The project is entirely funded by The Jerusalem Prayer Team, she said.
“Every few months, Michael comes to visit us,” said Glazer, a practicing gynecologist. “He is part of our family, and we feel so proud of this connection because we are the last generation [of survivors] and he helps us be together and feel safe.”
Evans said his organization never hesitates to write a check for a member in need.
“I ask Lillian what she needs, and we do it,” said Evans. “For us, it’s a blessing. These are very beautiful people. How can you not be happy seeing Holocaust survivors so joyful – at a bomb shelter, no less?” Glazer said the majority of the survivors in her organization are from the former Soviet Union and Eastern Europe, living alone in meager surroundings.
“They celebrate all the holidays here, and it gives them a sense of purpose,” she said.
“That’s a gift for all of us.”
Alexander Vishnevetsky, a survivor from the Ukraine who also works as a journalist, said he attended all the events at the facility and was comforted by the group’s shared history.

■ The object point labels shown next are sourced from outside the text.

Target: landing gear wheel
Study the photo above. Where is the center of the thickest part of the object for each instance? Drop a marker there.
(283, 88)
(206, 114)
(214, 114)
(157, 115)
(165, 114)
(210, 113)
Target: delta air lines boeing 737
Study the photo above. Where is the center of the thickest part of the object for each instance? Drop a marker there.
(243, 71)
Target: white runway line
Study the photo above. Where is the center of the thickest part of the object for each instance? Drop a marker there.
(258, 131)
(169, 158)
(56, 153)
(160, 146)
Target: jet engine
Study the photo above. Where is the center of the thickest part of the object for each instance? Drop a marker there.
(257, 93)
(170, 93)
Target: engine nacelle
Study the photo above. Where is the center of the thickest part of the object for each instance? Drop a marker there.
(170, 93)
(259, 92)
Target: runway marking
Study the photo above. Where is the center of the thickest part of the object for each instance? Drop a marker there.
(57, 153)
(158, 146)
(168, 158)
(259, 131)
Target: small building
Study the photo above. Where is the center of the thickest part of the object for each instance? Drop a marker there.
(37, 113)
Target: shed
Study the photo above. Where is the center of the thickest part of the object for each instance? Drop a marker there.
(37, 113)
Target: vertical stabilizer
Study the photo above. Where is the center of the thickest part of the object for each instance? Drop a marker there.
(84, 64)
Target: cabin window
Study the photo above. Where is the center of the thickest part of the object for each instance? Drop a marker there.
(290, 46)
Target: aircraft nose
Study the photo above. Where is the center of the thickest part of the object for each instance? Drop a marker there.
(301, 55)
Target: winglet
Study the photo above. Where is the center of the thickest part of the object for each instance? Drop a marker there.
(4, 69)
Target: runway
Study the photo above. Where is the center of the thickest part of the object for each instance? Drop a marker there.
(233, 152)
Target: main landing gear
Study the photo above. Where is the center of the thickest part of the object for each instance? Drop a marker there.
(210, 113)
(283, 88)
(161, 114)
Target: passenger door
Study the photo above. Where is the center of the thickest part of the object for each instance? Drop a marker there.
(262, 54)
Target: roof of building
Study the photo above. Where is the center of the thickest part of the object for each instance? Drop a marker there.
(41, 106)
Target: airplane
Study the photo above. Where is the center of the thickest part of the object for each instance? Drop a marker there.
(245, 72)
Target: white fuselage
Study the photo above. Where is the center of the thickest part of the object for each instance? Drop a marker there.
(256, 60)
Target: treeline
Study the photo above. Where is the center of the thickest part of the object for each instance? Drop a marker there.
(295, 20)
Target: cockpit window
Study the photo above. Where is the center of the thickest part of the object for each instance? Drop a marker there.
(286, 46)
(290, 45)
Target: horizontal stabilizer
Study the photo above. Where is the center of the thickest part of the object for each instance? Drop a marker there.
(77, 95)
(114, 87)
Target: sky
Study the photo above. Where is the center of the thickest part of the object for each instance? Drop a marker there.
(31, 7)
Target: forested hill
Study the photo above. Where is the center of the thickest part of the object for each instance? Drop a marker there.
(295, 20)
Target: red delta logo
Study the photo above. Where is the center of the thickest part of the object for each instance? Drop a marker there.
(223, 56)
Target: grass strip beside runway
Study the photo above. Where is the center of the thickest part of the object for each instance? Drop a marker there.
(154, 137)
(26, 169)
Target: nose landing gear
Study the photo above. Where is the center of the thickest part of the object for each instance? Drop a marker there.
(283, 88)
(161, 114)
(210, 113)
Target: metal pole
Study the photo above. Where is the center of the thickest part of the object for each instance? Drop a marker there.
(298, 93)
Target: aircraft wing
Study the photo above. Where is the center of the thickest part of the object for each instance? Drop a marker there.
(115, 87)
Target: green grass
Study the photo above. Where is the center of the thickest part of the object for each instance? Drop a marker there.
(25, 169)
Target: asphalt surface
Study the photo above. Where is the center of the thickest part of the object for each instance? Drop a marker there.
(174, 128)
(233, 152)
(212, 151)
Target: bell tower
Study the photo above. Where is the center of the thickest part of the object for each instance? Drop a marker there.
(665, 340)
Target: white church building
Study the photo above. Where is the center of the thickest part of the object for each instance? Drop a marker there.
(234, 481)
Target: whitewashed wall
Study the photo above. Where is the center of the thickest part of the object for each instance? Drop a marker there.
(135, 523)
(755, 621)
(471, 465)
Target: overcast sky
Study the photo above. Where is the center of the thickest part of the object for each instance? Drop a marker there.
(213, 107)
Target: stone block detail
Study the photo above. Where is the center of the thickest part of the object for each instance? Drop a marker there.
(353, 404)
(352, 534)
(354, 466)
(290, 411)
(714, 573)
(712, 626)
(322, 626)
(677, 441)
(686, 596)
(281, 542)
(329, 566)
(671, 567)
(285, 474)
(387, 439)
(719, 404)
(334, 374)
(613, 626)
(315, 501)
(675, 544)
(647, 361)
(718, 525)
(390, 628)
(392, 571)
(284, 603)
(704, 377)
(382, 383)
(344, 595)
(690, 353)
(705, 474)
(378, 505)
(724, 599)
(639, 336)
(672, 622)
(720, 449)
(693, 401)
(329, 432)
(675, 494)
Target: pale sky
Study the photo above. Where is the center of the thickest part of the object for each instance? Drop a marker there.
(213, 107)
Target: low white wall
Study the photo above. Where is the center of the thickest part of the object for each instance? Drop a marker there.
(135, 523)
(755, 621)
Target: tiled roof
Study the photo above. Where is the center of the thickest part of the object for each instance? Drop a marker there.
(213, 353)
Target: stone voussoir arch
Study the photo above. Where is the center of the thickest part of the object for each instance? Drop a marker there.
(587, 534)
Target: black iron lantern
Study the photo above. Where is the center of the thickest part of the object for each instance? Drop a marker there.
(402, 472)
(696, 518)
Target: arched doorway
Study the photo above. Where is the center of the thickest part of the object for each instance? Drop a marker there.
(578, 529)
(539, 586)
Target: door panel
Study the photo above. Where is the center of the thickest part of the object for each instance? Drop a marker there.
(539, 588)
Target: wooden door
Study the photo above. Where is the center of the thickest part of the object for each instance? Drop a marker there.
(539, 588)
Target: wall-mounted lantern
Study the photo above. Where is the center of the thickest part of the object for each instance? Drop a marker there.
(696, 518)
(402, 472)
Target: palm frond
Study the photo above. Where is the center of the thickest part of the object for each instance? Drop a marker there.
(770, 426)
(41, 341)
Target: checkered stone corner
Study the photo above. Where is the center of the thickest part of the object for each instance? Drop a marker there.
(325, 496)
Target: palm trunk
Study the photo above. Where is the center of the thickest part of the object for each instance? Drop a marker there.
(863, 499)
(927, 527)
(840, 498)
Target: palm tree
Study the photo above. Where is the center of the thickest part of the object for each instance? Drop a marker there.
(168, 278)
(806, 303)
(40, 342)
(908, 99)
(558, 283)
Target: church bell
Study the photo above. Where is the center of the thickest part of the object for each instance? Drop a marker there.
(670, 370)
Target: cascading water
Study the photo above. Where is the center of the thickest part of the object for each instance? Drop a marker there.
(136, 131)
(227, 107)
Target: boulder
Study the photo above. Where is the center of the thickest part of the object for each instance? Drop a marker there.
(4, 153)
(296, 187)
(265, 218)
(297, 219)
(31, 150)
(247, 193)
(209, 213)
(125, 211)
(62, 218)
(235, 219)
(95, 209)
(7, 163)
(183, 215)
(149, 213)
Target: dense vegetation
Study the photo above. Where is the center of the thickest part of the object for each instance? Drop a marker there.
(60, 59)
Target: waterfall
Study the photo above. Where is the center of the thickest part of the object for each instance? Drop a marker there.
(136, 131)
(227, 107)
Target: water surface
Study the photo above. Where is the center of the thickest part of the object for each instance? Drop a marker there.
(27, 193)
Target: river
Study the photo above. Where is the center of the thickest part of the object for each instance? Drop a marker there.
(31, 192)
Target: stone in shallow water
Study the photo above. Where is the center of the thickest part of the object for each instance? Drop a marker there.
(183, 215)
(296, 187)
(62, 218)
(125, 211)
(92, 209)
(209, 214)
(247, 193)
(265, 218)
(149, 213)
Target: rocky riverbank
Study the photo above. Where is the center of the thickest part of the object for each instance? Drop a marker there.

“We’re the last generation [of survivors], and I’m happy I can meet my friends who are in the same situation,” said Vishnevetsky.
“We can sing songs, listen to our music and speak to each other in Yiddish,” he said.
“This makes us happy.”
Evans said The Jerusalem Prayer Team had also renovated a bomb shelter in Haifa for survivors living in the North.
“My prayer is that this will be an inspiration for others to do the same throughout the country,” he said.